La fórmula de Jefferson experimentó con el tiempo múltiples transformaciones. Pero la versión relevante para lo que aquí interesa es la que surgió del fracaso y derrota de la rebelión estudiantil de los años 60 del siglo pasado, que reflejó una seria decepción de los jóvenes norteamericanos con su país. Esa versión anduvo inextricablemente amalgamada al amargo sabor de esa decepción, y trajo entonces consigo el kitsch moral que convirtió la autoflagelación en un fácil substituto teatral de la verdadera autocrítica.
La gran campaña y el kitsch moral sesantaiochesco en los EEUU
La revuelta de los 60 en los EEUU fue varias cosas muy distintas. Pero por unos momentos pareció como si todas las facciones convergieran en una protesta común contra un único adversario: “el sistema”. Se llegó a creer que el sistema –el establishment— genera varios tipos de males allí donde penetra: la discriminación contra los negros en el Sur, la guerra de Vietnam, el machismo, el tratamiento de los gays como pacientes psiquiátricos, la criminalización de la disidencia, etc.
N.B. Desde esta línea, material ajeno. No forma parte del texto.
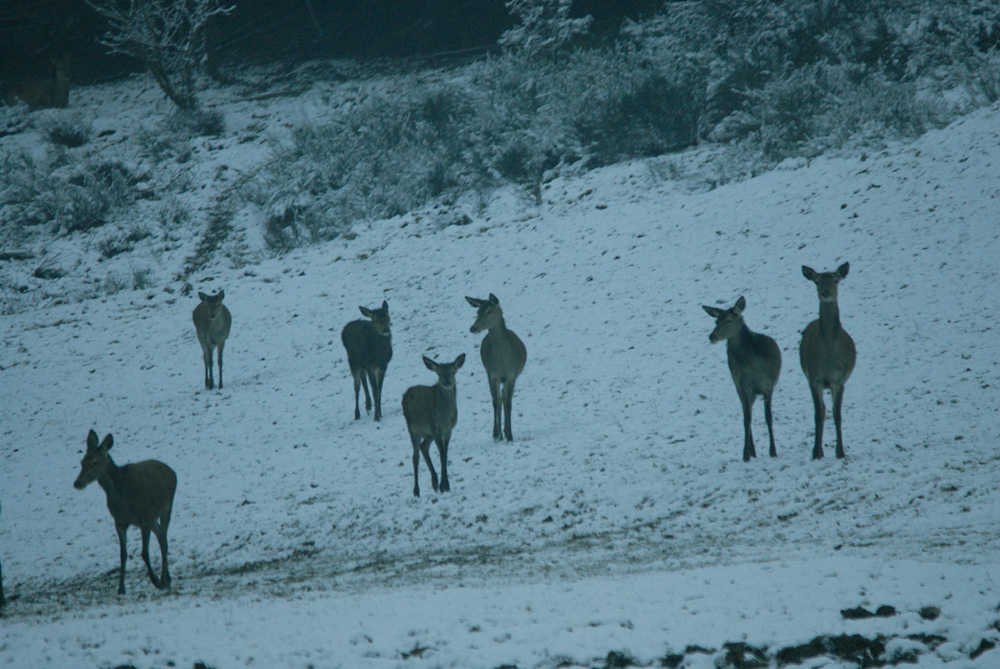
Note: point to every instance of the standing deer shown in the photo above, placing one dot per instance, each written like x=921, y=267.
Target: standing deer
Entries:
x=369, y=350
x=754, y=363
x=212, y=321
x=431, y=413
x=51, y=90
x=503, y=355
x=827, y=353
x=139, y=494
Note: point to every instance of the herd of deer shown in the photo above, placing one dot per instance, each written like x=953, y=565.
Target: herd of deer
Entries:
x=142, y=493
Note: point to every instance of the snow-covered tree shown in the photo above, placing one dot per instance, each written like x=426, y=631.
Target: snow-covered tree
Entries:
x=544, y=26
x=168, y=36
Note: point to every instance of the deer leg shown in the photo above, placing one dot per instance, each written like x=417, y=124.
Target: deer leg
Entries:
x=442, y=443
x=495, y=394
x=508, y=400
x=368, y=397
x=161, y=537
x=120, y=529
x=221, y=345
x=416, y=464
x=375, y=376
x=357, y=389
x=145, y=556
x=838, y=400
x=770, y=424
x=425, y=448
x=820, y=407
x=206, y=353
x=748, y=448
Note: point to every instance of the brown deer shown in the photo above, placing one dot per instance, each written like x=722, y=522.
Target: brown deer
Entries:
x=51, y=90
x=369, y=350
x=431, y=413
x=212, y=321
x=503, y=355
x=140, y=494
x=827, y=353
x=754, y=363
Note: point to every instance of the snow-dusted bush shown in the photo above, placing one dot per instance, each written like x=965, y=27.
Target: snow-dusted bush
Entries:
x=544, y=27
x=64, y=197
Todos esos males serían curados cuando las masas –el pueblo— se los sacudiera de encima. Y entonces, en vez del uniforme cemento gris de la opresión del establishment, florecerían mil flores, cada una con su propio color y a su propio modo. El movimiento estudiantil, el movimiento de derechos civiles, el feminismo, las manifestaciones de Stonewall de la comunidad gay y la protesta contra la guerra de Vietnam: todo formaba parte de la misma campaña. O eso parecía.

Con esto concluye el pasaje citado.